Difference Between CTL and Non-CTL Breakers & Load Centers

Identification of CTL and Non-CTL Panels and Circuit Breakers

CTL Panels & Breakers

CTL stands for Circuit Total Limitation. It is a safety feature used in modern load centers, electrical panels, and circuit breakers. This feature has been required since 1965 by NEC to limit the total number of circuits that can be installed in a panel to prevent panel overcrowding and overheating.

A CTL panel is designed with mechanical rejection features that prevent installing more circuit breakers than the panel is rated for or designed to handle.

It contains rejection tabs or notches on the bus stab or breaker slots and allows only approved tandem (duplex) breakers in designated spaces.
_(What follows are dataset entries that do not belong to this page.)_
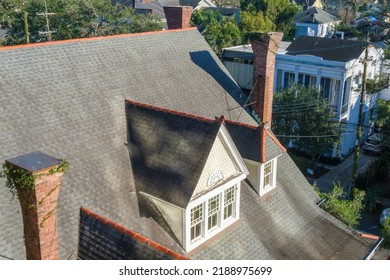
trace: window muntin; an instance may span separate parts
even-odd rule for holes
[[[223,210],[223,219],[226,220],[233,216],[233,207],[235,201],[234,186],[226,189],[223,193],[224,195],[224,210]]]
[[[263,180],[263,188],[271,185],[271,176],[272,176],[272,162],[267,162],[264,165],[264,180]]]
[[[219,215],[219,194],[210,198],[208,201],[208,223],[207,229],[213,229],[218,226],[218,215]]]
[[[202,235],[203,204],[191,209],[191,241]]]

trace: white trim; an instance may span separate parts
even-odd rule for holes
[[[264,186],[264,167],[266,164],[271,163],[271,178],[270,178],[270,184],[267,186]],[[258,188],[258,193],[260,196],[265,195],[266,193],[272,191],[276,188],[276,173],[277,173],[277,157],[261,164],[260,167],[260,185]]]
[[[230,134],[225,126],[225,124],[221,125],[221,129],[219,130],[219,134],[221,135],[221,138],[224,140],[226,144],[226,148],[229,152],[229,155],[233,157],[235,160],[235,163],[238,166],[238,169],[241,172],[244,172],[246,175],[249,174],[249,170],[245,165],[244,160],[242,159],[236,145],[233,142],[233,139],[230,137]]]
[[[234,179],[230,180],[229,182],[226,182],[225,184],[211,190],[210,192],[198,197],[197,199],[194,199],[190,201],[190,203],[187,206],[187,209],[185,210],[185,219],[187,222],[185,223],[184,227],[184,249],[189,252],[193,250],[194,248],[198,247],[202,243],[204,243],[206,240],[212,238],[216,234],[220,233],[222,230],[229,227],[231,224],[233,224],[235,221],[237,221],[240,217],[240,185],[241,181],[246,178],[245,173],[241,173],[239,176],[235,177]],[[234,187],[234,203],[233,203],[233,216],[224,220],[223,219],[223,211],[224,211],[224,192],[225,190],[229,189],[230,187]],[[218,226],[208,230],[208,202],[210,198],[215,197],[216,195],[219,195],[219,211],[218,211]],[[196,207],[199,204],[203,204],[203,225],[202,225],[202,237],[197,238],[195,240],[191,240],[191,209]]]

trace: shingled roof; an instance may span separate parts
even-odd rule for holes
[[[58,207],[65,259],[77,248],[80,206],[181,250],[157,223],[140,217],[126,99],[256,124],[196,29],[5,47],[0,61],[0,161],[40,150],[70,162]],[[0,203],[1,255],[24,259],[18,200],[3,187]]]
[[[81,206],[185,254],[139,208],[125,100],[208,119],[224,115],[253,133],[249,126],[257,123],[242,110],[239,87],[199,32],[6,47],[0,48],[0,62],[0,161],[40,150],[70,162],[57,209],[61,258],[77,255]],[[213,125],[194,124],[195,130],[202,127],[213,135]],[[207,146],[209,140],[203,140]],[[266,142],[268,148],[272,141]],[[211,239],[191,258],[359,259],[369,251],[372,241],[317,207],[318,196],[287,153],[278,158],[278,166],[274,194],[261,200],[244,184],[240,224]],[[18,201],[0,188],[0,204],[1,256],[24,259]]]
[[[186,208],[221,123],[171,112],[126,102],[130,158],[137,191]]]
[[[328,23],[339,21],[339,19],[320,8],[311,7],[297,14],[294,21],[300,23]]]
[[[300,36],[287,48],[287,55],[314,55],[326,60],[347,62],[357,59],[367,46],[366,42],[337,38]]]
[[[80,209],[78,257],[85,260],[188,259],[86,208]]]

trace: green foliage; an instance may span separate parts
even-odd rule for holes
[[[249,34],[253,31],[270,32],[276,29],[275,24],[263,12],[241,12],[239,23],[243,43],[249,43]]]
[[[383,127],[386,122],[390,122],[390,101],[377,99],[375,107],[375,124]]]
[[[350,227],[356,227],[359,224],[365,197],[364,191],[353,189],[351,199],[347,199],[343,188],[336,184],[330,193],[322,193],[318,189],[317,192],[321,198],[325,199],[321,204],[322,209]]]
[[[381,233],[383,237],[382,247],[385,249],[390,249],[390,220],[389,219],[387,219],[383,224]]]
[[[339,144],[342,129],[334,117],[327,100],[315,88],[295,85],[274,95],[272,131],[276,135],[288,135],[279,139],[284,145],[292,143],[305,151],[313,163]],[[318,137],[290,137],[294,135]]]
[[[377,79],[368,79],[366,80],[366,91],[367,94],[374,94],[380,92],[382,89],[386,88],[389,84],[388,79],[377,78]]]
[[[223,48],[241,43],[240,30],[234,21],[229,19],[210,23],[203,32],[203,36],[218,55]]]
[[[6,179],[5,187],[14,197],[17,195],[17,190],[34,190],[36,178],[46,174],[52,175],[59,172],[65,172],[68,167],[69,162],[65,159],[61,159],[60,163],[55,168],[50,169],[47,173],[41,173],[37,175],[24,169],[17,168],[14,165],[3,163],[3,170],[0,170],[0,178]]]
[[[218,23],[222,16],[219,11],[215,10],[195,10],[191,16],[191,24],[206,27],[211,23]]]
[[[294,32],[294,17],[298,6],[289,0],[241,0],[242,11],[262,12],[267,21],[272,22],[276,29],[291,37]]]
[[[46,0],[52,40],[84,38],[161,30],[151,15],[135,15],[134,10],[111,5],[109,0]],[[39,31],[47,31],[46,19],[37,13],[45,11],[42,0],[6,0],[0,2],[0,21],[8,26],[5,45],[26,43],[24,12],[28,13],[30,42],[48,40]]]

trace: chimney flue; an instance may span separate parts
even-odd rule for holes
[[[5,166],[22,208],[26,258],[59,259],[56,212],[66,162],[32,152],[6,160]]]
[[[264,127],[271,128],[275,57],[283,33],[254,32],[250,34],[253,61],[253,105]]]
[[[190,6],[164,6],[168,29],[190,28],[192,7]]]

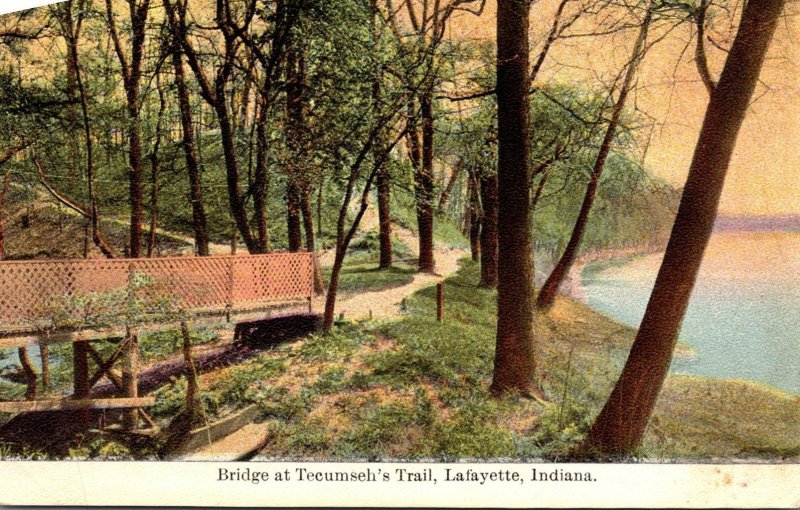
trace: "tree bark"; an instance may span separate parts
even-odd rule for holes
[[[475,171],[469,172],[469,248],[472,261],[481,260],[481,205],[478,199],[478,178]]]
[[[19,364],[25,374],[25,384],[28,386],[25,391],[25,399],[34,400],[36,398],[36,371],[33,369],[30,356],[28,356],[28,348],[17,348],[17,354],[19,355]]]
[[[391,185],[389,172],[384,165],[378,170],[375,182],[378,188],[378,238],[380,241],[380,269],[392,267],[392,212],[391,212]]]
[[[8,197],[8,185],[11,182],[11,172],[6,172],[3,176],[3,189],[0,191],[0,260],[6,258],[5,242],[5,204]]]
[[[650,301],[622,374],[584,442],[588,452],[629,454],[644,436],[711,238],[736,138],[784,3],[751,0],[744,7],[711,94]]]
[[[173,35],[174,37],[174,35]],[[186,73],[183,67],[183,56],[177,40],[172,42],[172,69],[175,74],[175,89],[178,108],[181,114],[181,145],[186,158],[186,173],[189,176],[189,200],[192,204],[192,229],[197,254],[206,256],[208,249],[208,227],[203,202],[203,182],[200,176],[200,163],[195,150],[194,119],[186,86]]]
[[[419,264],[423,273],[432,273],[433,258],[433,90],[420,95],[420,121],[422,122],[422,161],[415,174],[417,199],[417,227],[419,229]]]
[[[650,21],[653,17],[653,5],[654,3],[651,0],[651,2],[648,3],[645,18],[642,21],[641,28],[639,29],[639,36],[637,37],[636,43],[633,46],[633,52],[631,53],[631,58],[628,62],[628,69],[625,72],[622,88],[620,89],[619,97],[617,98],[616,103],[614,103],[614,109],[611,113],[611,120],[608,123],[603,141],[600,144],[600,150],[597,153],[597,158],[595,159],[594,166],[592,167],[592,173],[589,176],[589,184],[586,186],[586,193],[583,197],[583,203],[581,204],[581,209],[578,212],[578,218],[575,221],[575,226],[572,229],[569,242],[567,243],[567,247],[564,250],[564,253],[561,255],[561,258],[558,260],[558,263],[556,263],[555,268],[553,268],[550,276],[547,277],[544,285],[542,285],[542,289],[539,291],[539,296],[536,300],[536,308],[539,310],[546,311],[553,306],[556,295],[558,294],[558,288],[567,277],[567,274],[569,274],[572,264],[575,262],[575,258],[578,256],[578,252],[580,251],[583,234],[586,231],[586,225],[589,223],[589,214],[592,211],[594,199],[597,196],[597,189],[600,186],[600,177],[603,174],[606,159],[611,152],[611,144],[614,141],[614,136],[617,133],[617,126],[619,125],[622,111],[625,108],[625,102],[628,99],[628,94],[633,86],[633,79],[636,76],[636,70],[642,58],[644,57],[644,52],[646,51],[644,45],[647,40],[647,32],[650,28]]]
[[[155,141],[153,152],[150,153],[150,231],[147,236],[147,256],[152,257],[158,243],[158,180],[161,174],[161,141],[164,131],[164,112],[167,101],[164,88],[161,86],[160,75],[156,75],[156,88],[158,89],[158,120],[156,121]]]
[[[114,252],[100,231],[99,208],[97,206],[97,193],[94,187],[94,141],[92,138],[92,124],[89,115],[89,100],[86,87],[81,76],[80,58],[78,56],[78,39],[80,38],[85,12],[80,10],[78,18],[72,16],[73,1],[70,0],[60,6],[59,22],[62,36],[67,47],[67,76],[70,87],[70,97],[80,104],[83,117],[83,136],[86,142],[86,187],[89,195],[87,217],[91,223],[92,242],[107,258],[114,258]]]
[[[130,256],[138,258],[142,248],[142,135],[140,117],[140,82],[142,78],[142,63],[144,60],[145,30],[147,28],[147,15],[150,0],[143,0],[139,4],[136,0],[128,0],[128,11],[131,21],[130,61],[123,50],[123,42],[117,31],[114,10],[111,0],[106,0],[106,16],[108,19],[109,33],[114,42],[114,49],[119,59],[122,71],[122,84],[125,88],[125,99],[128,112],[128,173],[130,216]]]
[[[534,391],[528,0],[497,2],[498,285],[494,395]]]
[[[481,287],[497,287],[497,174],[482,172]]]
This feature was Introduced after the circuit limit rule in the NEC.

In simple terms, a CTL version of panel with special design prevents installing extra breakers beyond the panel’s listed circuit capacity. Thus, CTL breakers only fit in CTL-listed panelboards or load centers. Also, the panel itself prevents installing extra tandem/duplex breakers in non-approved slots. Hence, it ensures the maximum number of circuits specified by the manufacturer is not exceeded.

The purpose of CTL load center is to stop electricians from overcrowding the panel with additional circuits that could overload the busbars.

For example, a CTL electric panel might be labeled “20/30” which means 20 breaker spaces / 30 circuits. In this case, only certain spaces allow tandem breakers to reach a maximum of 30 circuits. If you try installing tandem breakers in non-approved slots, the rejection tab prevents it.

• Related Post: Difference Between Specified & Classified Circuit Breakers

How to Identify a CTL Panels & Breakers

If there is a breaker rejection notch, tab, plastic foot  on bus connection side, it is a CTL load center. This tab or notch prevents installation in non-approved slots of the panel. Moreover, in CTL load centers, panel label printed on it shows circuit limits and markings such as “CTL Type, CTL Class, CTL” or circuit capacity.

Similarly, look inside the panel at the breaker slot where the breaker attaches to the bus stab. In CTL panels, some slots have rejection grooves or physical barriers. It means, tandem breakers only fit in specific spaces.

In addition, It can be identify by look at the panelboard nameplate label.

For example, if it says “20 Spaces / 30 Circuits”, it means 20 breaker slots. Only certain slots allow tandem breakers for maximum 30 circuits. If the panel enforces this limit physically, it is a CTL panel.

Non-CTL Breakers & Panels

A Non-CTL panel does not have circuit-limiting rejection features i.e. breaker slots do not restrict installing tandem breakers. In other words, more breakers can physically fit than the panel was originally designed for.

It means, all breakers can snap over the hot busbar and if overcrowded (use of more breakers than the designated numbers), it may cause overloading, overheating and hazardous fire.

Non-CTL was common in older panels manufactured before 1965–1968. Without CTL restrictions, people often installed too many circuits, leading to overloaded busbars, excessive heat and fire hazards.

How to Identify a Non-CTL Breakers & Panels

If there is no rejection tab (notch) beside the busbar(s), it is a Non-CTL panel and the breaker can snap into almost any slot.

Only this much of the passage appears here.